# '21 AL SG Cameron Crawford (4/10/2021)



## Jason Svoboda

*Shooting Guard*
Hoover (AL) Spain Park
*AAU: *Nike Elite Stars

*Ht:* 6'4" | *Wt:* 175 lbs


----------



## Jason Svoboda




----------



## Jason Svoboda

__ https://twitter.com/i/web/status/1377082599848337408


----------



## pbutler218

Per his Twitter we've offered now.


----------



## Jason Svoboda

__ https://twitter.com/i/web/status/1378566835650621445


----------



## Bingoman

__ https://twitter.com/i/web/status/1380699567117762560Announcing tomorrow at 10am.

D1 offers are:
Northeastern
NJIT
Us
Air Force
American
North Alabama


----------



## Jason Svoboda

He's a Sycamore!
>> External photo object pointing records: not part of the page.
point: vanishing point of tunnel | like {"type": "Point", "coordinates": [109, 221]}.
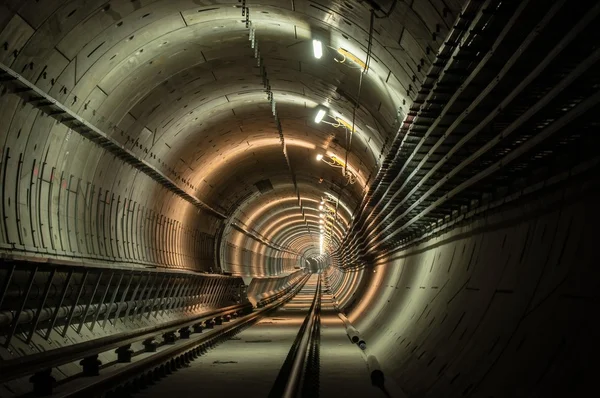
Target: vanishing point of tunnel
{"type": "Point", "coordinates": [299, 198]}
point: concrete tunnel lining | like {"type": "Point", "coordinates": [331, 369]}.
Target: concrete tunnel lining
{"type": "Point", "coordinates": [176, 82]}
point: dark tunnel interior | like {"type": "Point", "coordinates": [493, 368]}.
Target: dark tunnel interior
{"type": "Point", "coordinates": [299, 198]}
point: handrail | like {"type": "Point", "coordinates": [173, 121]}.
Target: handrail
{"type": "Point", "coordinates": [23, 366]}
{"type": "Point", "coordinates": [295, 376]}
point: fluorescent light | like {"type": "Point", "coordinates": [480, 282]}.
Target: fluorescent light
{"type": "Point", "coordinates": [320, 115]}
{"type": "Point", "coordinates": [317, 49]}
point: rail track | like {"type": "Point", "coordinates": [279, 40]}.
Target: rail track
{"type": "Point", "coordinates": [166, 348]}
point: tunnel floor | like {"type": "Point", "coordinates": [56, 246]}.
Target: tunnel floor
{"type": "Point", "coordinates": [249, 363]}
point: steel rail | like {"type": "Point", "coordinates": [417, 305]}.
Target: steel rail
{"type": "Point", "coordinates": [443, 56]}
{"type": "Point", "coordinates": [179, 353]}
{"type": "Point", "coordinates": [576, 73]}
{"type": "Point", "coordinates": [35, 96]}
{"type": "Point", "coordinates": [292, 386]}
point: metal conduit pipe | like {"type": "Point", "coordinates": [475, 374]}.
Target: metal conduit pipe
{"type": "Point", "coordinates": [295, 377]}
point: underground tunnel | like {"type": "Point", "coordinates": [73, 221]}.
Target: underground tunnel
{"type": "Point", "coordinates": [280, 198]}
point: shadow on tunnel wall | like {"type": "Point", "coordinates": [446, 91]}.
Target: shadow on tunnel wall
{"type": "Point", "coordinates": [498, 306]}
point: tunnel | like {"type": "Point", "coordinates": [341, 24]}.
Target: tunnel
{"type": "Point", "coordinates": [279, 198]}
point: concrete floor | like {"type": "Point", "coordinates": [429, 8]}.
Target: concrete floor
{"type": "Point", "coordinates": [249, 363]}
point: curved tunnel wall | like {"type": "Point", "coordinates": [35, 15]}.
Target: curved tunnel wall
{"type": "Point", "coordinates": [498, 306]}
{"type": "Point", "coordinates": [261, 288]}
{"type": "Point", "coordinates": [160, 78]}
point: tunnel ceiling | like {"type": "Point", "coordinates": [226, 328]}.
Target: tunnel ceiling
{"type": "Point", "coordinates": [198, 90]}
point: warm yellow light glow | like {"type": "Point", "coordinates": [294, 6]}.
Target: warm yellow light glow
{"type": "Point", "coordinates": [317, 49]}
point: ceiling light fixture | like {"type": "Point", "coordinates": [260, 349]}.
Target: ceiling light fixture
{"type": "Point", "coordinates": [317, 49]}
{"type": "Point", "coordinates": [321, 112]}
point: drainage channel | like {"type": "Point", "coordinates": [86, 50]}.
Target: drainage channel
{"type": "Point", "coordinates": [249, 362]}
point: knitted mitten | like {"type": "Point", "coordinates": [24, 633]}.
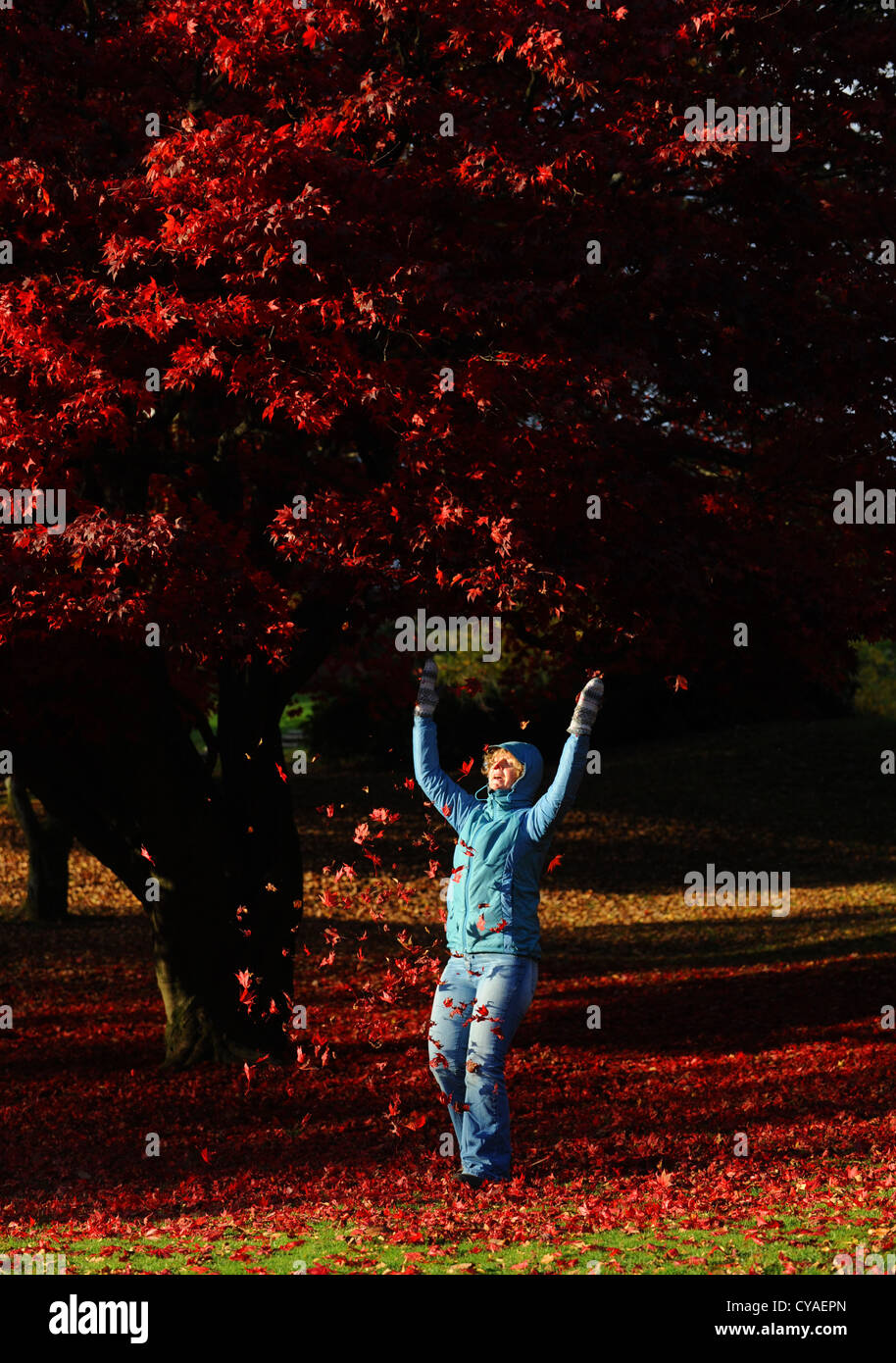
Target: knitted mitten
{"type": "Point", "coordinates": [427, 695]}
{"type": "Point", "coordinates": [587, 705]}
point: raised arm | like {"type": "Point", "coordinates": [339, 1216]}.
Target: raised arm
{"type": "Point", "coordinates": [452, 802]}
{"type": "Point", "coordinates": [545, 815]}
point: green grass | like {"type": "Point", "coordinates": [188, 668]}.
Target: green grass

Crawford becomes Schertz's first high school recruit. 


__ https://twitter.com/i/web/status/1380898820364582915


----------



## treeman

Welcome aboard Cameron! Looks like a nice athlete with a good frame to build off of.


----------



## TreeTop

Feeling better and better about Kailex returning...
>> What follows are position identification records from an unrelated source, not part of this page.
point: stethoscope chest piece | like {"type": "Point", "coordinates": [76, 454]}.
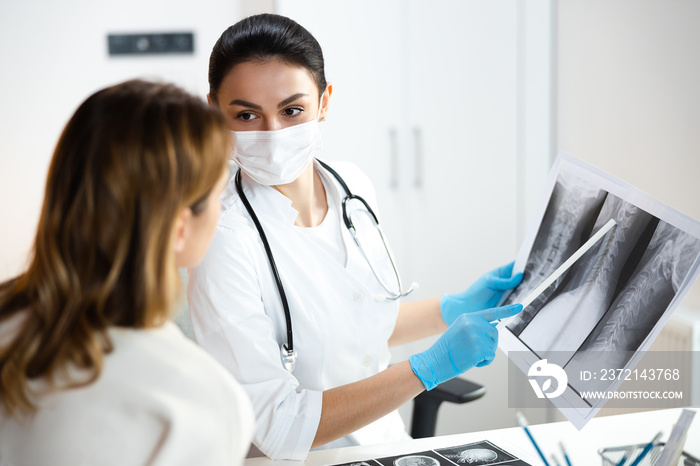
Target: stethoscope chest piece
{"type": "Point", "coordinates": [289, 358]}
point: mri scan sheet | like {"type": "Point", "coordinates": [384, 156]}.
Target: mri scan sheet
{"type": "Point", "coordinates": [613, 301]}
{"type": "Point", "coordinates": [477, 453]}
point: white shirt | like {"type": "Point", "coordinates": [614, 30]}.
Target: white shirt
{"type": "Point", "coordinates": [328, 235]}
{"type": "Point", "coordinates": [160, 400]}
{"type": "Point", "coordinates": [340, 331]}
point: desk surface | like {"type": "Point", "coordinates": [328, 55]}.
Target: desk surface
{"type": "Point", "coordinates": [582, 446]}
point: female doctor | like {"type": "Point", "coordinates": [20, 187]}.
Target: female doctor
{"type": "Point", "coordinates": [317, 374]}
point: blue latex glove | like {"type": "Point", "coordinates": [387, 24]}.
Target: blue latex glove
{"type": "Point", "coordinates": [485, 293]}
{"type": "Point", "coordinates": [471, 341]}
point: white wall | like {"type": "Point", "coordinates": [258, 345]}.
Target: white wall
{"type": "Point", "coordinates": [629, 94]}
{"type": "Point", "coordinates": [53, 54]}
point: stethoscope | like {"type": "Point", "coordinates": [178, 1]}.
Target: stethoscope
{"type": "Point", "coordinates": [287, 351]}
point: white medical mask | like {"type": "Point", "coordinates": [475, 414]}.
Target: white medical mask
{"type": "Point", "coordinates": [277, 157]}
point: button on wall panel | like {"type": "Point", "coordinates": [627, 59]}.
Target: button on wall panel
{"type": "Point", "coordinates": [175, 43]}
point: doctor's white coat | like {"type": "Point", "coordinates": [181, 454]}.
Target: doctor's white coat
{"type": "Point", "coordinates": [340, 330]}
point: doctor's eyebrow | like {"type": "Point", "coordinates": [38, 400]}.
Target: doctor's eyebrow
{"type": "Point", "coordinates": [291, 99]}
{"type": "Point", "coordinates": [244, 103]}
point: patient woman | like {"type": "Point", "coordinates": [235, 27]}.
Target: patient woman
{"type": "Point", "coordinates": [92, 371]}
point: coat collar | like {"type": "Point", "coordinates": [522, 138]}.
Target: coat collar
{"type": "Point", "coordinates": [268, 199]}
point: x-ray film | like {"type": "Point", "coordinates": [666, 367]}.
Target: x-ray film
{"type": "Point", "coordinates": [615, 298]}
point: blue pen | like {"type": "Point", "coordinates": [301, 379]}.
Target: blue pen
{"type": "Point", "coordinates": [646, 450]}
{"type": "Point", "coordinates": [626, 456]}
{"type": "Point", "coordinates": [523, 423]}
{"type": "Point", "coordinates": [566, 456]}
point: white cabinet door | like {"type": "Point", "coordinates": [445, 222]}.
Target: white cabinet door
{"type": "Point", "coordinates": [462, 99]}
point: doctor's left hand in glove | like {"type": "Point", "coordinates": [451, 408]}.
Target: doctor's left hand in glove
{"type": "Point", "coordinates": [485, 293]}
{"type": "Point", "coordinates": [471, 341]}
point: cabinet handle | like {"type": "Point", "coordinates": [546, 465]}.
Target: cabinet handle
{"type": "Point", "coordinates": [393, 159]}
{"type": "Point", "coordinates": [418, 160]}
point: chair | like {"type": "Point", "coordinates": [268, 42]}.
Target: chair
{"type": "Point", "coordinates": [425, 405]}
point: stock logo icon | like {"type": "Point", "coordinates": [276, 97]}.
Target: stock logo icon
{"type": "Point", "coordinates": [546, 372]}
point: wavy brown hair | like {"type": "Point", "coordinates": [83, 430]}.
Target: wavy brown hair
{"type": "Point", "coordinates": [131, 158]}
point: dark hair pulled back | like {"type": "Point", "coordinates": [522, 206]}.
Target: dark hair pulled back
{"type": "Point", "coordinates": [264, 37]}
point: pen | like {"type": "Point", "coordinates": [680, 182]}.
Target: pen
{"type": "Point", "coordinates": [566, 456]}
{"type": "Point", "coordinates": [646, 450]}
{"type": "Point", "coordinates": [523, 423]}
{"type": "Point", "coordinates": [626, 456]}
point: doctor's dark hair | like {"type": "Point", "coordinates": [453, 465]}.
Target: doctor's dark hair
{"type": "Point", "coordinates": [130, 161]}
{"type": "Point", "coordinates": [261, 38]}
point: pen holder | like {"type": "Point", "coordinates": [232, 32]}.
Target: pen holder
{"type": "Point", "coordinates": [612, 455]}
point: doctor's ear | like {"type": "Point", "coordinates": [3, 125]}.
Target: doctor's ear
{"type": "Point", "coordinates": [325, 98]}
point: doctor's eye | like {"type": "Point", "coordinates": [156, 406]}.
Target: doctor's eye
{"type": "Point", "coordinates": [246, 116]}
{"type": "Point", "coordinates": [293, 111]}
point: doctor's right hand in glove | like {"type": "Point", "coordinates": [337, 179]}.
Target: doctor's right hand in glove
{"type": "Point", "coordinates": [470, 341]}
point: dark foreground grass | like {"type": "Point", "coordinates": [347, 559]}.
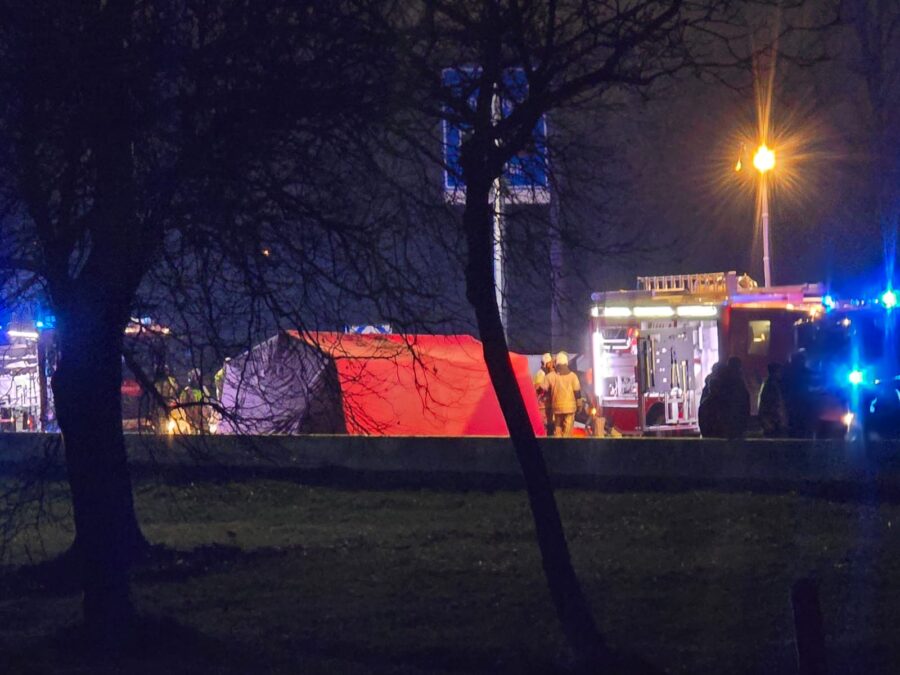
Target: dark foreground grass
{"type": "Point", "coordinates": [279, 577]}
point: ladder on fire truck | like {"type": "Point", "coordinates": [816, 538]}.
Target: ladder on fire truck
{"type": "Point", "coordinates": [710, 282]}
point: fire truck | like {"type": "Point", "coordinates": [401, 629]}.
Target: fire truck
{"type": "Point", "coordinates": [653, 347]}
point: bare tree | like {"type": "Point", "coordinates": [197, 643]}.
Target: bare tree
{"type": "Point", "coordinates": [144, 139]}
{"type": "Point", "coordinates": [571, 55]}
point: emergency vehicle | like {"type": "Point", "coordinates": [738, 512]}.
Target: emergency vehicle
{"type": "Point", "coordinates": [852, 351]}
{"type": "Point", "coordinates": [653, 347]}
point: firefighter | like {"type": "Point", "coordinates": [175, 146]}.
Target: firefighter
{"type": "Point", "coordinates": [564, 390]}
{"type": "Point", "coordinates": [711, 411]}
{"type": "Point", "coordinates": [167, 388]}
{"type": "Point", "coordinates": [737, 400]}
{"type": "Point", "coordinates": [772, 409]}
{"type": "Point", "coordinates": [540, 387]}
{"type": "Point", "coordinates": [194, 398]}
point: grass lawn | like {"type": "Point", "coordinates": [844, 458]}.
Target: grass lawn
{"type": "Point", "coordinates": [281, 577]}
__ https://twitter.com/i/web/status/1380919923153768457


----------



## BrokerZ

Welcome to the family, Cam! Congrats to the coaching staff for signing their first high school recruit, too.


----------



## bluestreak

Imagine Graves contacts helped here


----------



## Bluethunder

Not that I’ve seen thousands of these videos but that was probably the most polished, thoughtful video I’ve seen. Very poised young man. Welcome to the family Tree!


----------



## Bluethunder

This was written about Cameron around the start of his junior year.
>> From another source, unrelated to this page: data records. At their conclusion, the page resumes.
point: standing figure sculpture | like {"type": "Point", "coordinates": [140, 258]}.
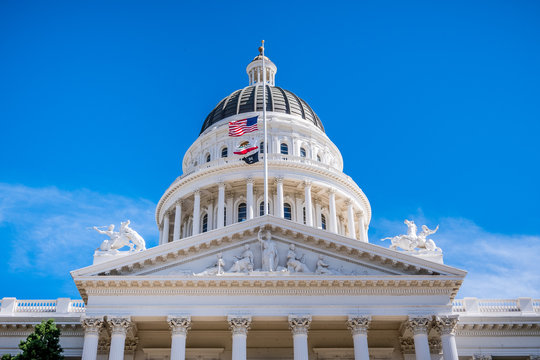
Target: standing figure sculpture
{"type": "Point", "coordinates": [269, 251]}
{"type": "Point", "coordinates": [412, 240]}
{"type": "Point", "coordinates": [322, 267]}
{"type": "Point", "coordinates": [132, 236]}
{"type": "Point", "coordinates": [428, 244]}
{"type": "Point", "coordinates": [118, 239]}
{"type": "Point", "coordinates": [294, 263]}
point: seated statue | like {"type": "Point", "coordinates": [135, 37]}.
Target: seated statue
{"type": "Point", "coordinates": [244, 262]}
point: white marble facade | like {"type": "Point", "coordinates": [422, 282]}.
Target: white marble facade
{"type": "Point", "coordinates": [304, 282]}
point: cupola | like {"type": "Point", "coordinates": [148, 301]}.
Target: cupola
{"type": "Point", "coordinates": [255, 70]}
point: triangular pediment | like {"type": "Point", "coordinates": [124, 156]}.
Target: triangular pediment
{"type": "Point", "coordinates": [316, 252]}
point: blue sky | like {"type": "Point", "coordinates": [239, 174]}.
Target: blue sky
{"type": "Point", "coordinates": [434, 106]}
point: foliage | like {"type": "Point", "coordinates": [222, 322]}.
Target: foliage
{"type": "Point", "coordinates": [42, 344]}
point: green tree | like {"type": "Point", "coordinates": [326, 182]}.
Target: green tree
{"type": "Point", "coordinates": [42, 344]}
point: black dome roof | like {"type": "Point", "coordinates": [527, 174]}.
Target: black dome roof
{"type": "Point", "coordinates": [250, 99]}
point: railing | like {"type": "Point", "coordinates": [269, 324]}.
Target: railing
{"type": "Point", "coordinates": [490, 306]}
{"type": "Point", "coordinates": [271, 157]}
{"type": "Point", "coordinates": [35, 306]}
{"type": "Point", "coordinates": [59, 306]}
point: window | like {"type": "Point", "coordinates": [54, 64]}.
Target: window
{"type": "Point", "coordinates": [287, 211]}
{"type": "Point", "coordinates": [205, 223]}
{"type": "Point", "coordinates": [242, 211]}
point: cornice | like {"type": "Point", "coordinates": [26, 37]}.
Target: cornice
{"type": "Point", "coordinates": [263, 286]}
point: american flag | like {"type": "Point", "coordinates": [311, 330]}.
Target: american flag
{"type": "Point", "coordinates": [241, 127]}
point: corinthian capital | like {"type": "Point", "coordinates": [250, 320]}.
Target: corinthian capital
{"type": "Point", "coordinates": [299, 324]}
{"type": "Point", "coordinates": [358, 325]}
{"type": "Point", "coordinates": [179, 324]}
{"type": "Point", "coordinates": [447, 324]}
{"type": "Point", "coordinates": [119, 325]}
{"type": "Point", "coordinates": [419, 325]}
{"type": "Point", "coordinates": [92, 325]}
{"type": "Point", "coordinates": [239, 324]}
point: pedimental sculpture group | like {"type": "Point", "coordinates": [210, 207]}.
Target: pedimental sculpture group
{"type": "Point", "coordinates": [302, 282]}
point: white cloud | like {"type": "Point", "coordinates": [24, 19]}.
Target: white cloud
{"type": "Point", "coordinates": [49, 228]}
{"type": "Point", "coordinates": [498, 265]}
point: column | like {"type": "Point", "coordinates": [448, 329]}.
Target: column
{"type": "Point", "coordinates": [350, 211]}
{"type": "Point", "coordinates": [196, 212]}
{"type": "Point", "coordinates": [239, 326]}
{"type": "Point", "coordinates": [332, 206]}
{"type": "Point", "coordinates": [92, 326]}
{"type": "Point", "coordinates": [362, 226]}
{"type": "Point", "coordinates": [279, 190]}
{"type": "Point", "coordinates": [249, 198]}
{"type": "Point", "coordinates": [307, 202]}
{"type": "Point", "coordinates": [359, 327]}
{"type": "Point", "coordinates": [119, 328]}
{"type": "Point", "coordinates": [177, 219]}
{"type": "Point", "coordinates": [447, 327]}
{"type": "Point", "coordinates": [299, 326]}
{"type": "Point", "coordinates": [165, 228]}
{"type": "Point", "coordinates": [211, 215]}
{"type": "Point", "coordinates": [420, 327]}
{"type": "Point", "coordinates": [221, 205]}
{"type": "Point", "coordinates": [318, 213]}
{"type": "Point", "coordinates": [179, 327]}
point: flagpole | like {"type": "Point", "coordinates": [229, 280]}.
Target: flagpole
{"type": "Point", "coordinates": [265, 138]}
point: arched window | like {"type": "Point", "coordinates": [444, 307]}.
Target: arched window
{"type": "Point", "coordinates": [242, 211]}
{"type": "Point", "coordinates": [287, 211]}
{"type": "Point", "coordinates": [205, 223]}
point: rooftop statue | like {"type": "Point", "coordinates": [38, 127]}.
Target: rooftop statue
{"type": "Point", "coordinates": [118, 239]}
{"type": "Point", "coordinates": [412, 240]}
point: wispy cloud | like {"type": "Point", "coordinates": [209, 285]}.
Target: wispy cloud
{"type": "Point", "coordinates": [47, 231]}
{"type": "Point", "coordinates": [498, 265]}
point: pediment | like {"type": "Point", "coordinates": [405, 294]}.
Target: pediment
{"type": "Point", "coordinates": [317, 252]}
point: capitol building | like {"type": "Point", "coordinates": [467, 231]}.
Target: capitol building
{"type": "Point", "coordinates": [300, 281]}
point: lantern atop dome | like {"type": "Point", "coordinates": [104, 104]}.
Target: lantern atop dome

“As soon as the Alabama Fall Preview was over, we told you to buy stock in Cam Crawford. Like now. Right now. The 6-foot-4 wing man has as high of a ceiling of any junior that we saw from our Alabama group. He kept defenders on their toes with his shooting and slashing abilities throughout the day. With his long and lanky frame, Crawford can get by defenders with ease. He has the ability to glide through the air and finish at the rim, while also knocking down shots from behind the three-point line. I think Crawford is one of the biggest sleepers in Alabama's 2021 class. Keep an eye on him moving into the high school season. - Garrett Tucker”


----------



## Bluethunder

Same author/website, written around the same time. 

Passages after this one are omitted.